Prayer for Outcasts—Readers’ Choice

Readers’ Choice Month:
This September, The Park Forum is looking back on readers’ selections of our most meaningful and helpful devotionals from the past 12 months. Thank you for your readership. This month is all about hearing from you. Submit a Readers’ Choice post today.

Today’s post was originally published, on March 8, 2022, based on Proverbs 27.8 and Leviticus 19.34.
It was selected by reader, David: 
“Amen, Thank you for this reminder of what our call is.  We can all pray.”

Scripture Focus: Proverbs 27.8
8 Like a bird that flees its nest
is anyone who flees from home.

Leviticus 19.34
34 The foreigner residing among you must be treated as your native-born. Love them as yourself, for you were foreigners in Egypt. I am the Lord your God.

Image: Today’s image comes from the painting, War Refugees in the Snow by Alfred Ost, painted in 1914.

Reflection: Prayer for Outcasts—Readers’ Choice
By John Tillman

There have been many crises in history that have caused waves of migrants, refugees, and immigrants to flee their homes.

Some of the largest refugee movements in history happened during World War II when from 1939 to 1959 approximately 20 million people fled Europe. Our current decade, however, has nearly matched that 20-year stretch. Approximately 17.8 million refugees have fled Ukraine, Myanmar, Venezuela, Syria, South Sudan, and Libya, since 2011.

Refugee crises will continue to grow as nations and prideful leaders continue to choose violence.

Welcoming the stranger is a consistent command throughout the Bible. One must work hard not to pick up on it, but some do go out of their way to avoid it. It may be normative in the world of politics to stigmatize, persecute, and ghettoize foreigners, but it is antithetical to biblical living.

Welcoming the stranger is counter-cultural, not only today but in its original context.
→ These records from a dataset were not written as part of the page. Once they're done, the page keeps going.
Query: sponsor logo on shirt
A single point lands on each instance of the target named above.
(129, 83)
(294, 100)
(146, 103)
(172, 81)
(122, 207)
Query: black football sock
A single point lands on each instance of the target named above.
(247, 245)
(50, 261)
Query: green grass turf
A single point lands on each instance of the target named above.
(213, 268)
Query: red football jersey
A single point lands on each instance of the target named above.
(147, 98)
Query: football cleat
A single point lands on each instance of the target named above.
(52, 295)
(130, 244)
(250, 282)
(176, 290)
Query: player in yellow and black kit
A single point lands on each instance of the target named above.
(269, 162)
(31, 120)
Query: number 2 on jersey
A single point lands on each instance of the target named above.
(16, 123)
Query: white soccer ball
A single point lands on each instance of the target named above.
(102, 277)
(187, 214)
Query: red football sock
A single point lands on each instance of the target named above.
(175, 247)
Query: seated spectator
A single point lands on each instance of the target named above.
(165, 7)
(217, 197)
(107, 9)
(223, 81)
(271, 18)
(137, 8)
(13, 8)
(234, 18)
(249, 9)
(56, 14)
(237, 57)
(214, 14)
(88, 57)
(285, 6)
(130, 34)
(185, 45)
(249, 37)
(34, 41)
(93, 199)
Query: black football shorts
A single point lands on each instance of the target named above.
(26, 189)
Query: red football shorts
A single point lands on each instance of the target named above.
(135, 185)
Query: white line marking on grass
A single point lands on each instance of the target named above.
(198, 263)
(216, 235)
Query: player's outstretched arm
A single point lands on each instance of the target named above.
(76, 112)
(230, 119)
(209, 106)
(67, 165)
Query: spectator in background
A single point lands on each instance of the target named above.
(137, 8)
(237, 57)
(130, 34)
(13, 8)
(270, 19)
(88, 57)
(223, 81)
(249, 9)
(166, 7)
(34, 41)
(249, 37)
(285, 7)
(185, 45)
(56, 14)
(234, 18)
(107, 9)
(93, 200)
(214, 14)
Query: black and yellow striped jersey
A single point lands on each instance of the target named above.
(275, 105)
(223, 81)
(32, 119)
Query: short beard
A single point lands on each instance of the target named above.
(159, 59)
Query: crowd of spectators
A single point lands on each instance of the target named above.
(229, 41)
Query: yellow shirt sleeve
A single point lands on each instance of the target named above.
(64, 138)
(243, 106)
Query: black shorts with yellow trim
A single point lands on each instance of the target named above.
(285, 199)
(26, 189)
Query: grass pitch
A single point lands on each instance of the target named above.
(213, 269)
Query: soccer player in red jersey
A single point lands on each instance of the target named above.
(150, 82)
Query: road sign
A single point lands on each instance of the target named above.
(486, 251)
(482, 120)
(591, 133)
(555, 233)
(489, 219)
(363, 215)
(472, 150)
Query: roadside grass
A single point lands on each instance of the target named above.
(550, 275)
The evil treatment Israel received in Egypt is the experience God holds up as the source of his commands to welcome and treat well strangers and foreigners. “As Egypt was, you must not be. As you were treated, you must never allow others to be treated. Do unto others as you would wish they had done to your ancestors.” (Exodus 22.21; Leviticus 19.33-34; Deuteronomy 10.18-19)

In reflection on the continuation of the Ukrainian war, the widening flow of refugees, and a sobering awareness that this conflict has the potential to encompass other countries, we pause today to pray for migrants, immigrants, and refugees.

Prayer for Outcasts
Lord, we pray, today, for those who flee. Aid their flight.
May they avoid danger, escaping the fowler’s snare.
May they find fair winds, lifting their wings and spirits.
May they settle among the branches of the righteous who are like trees, providing healing for the nations.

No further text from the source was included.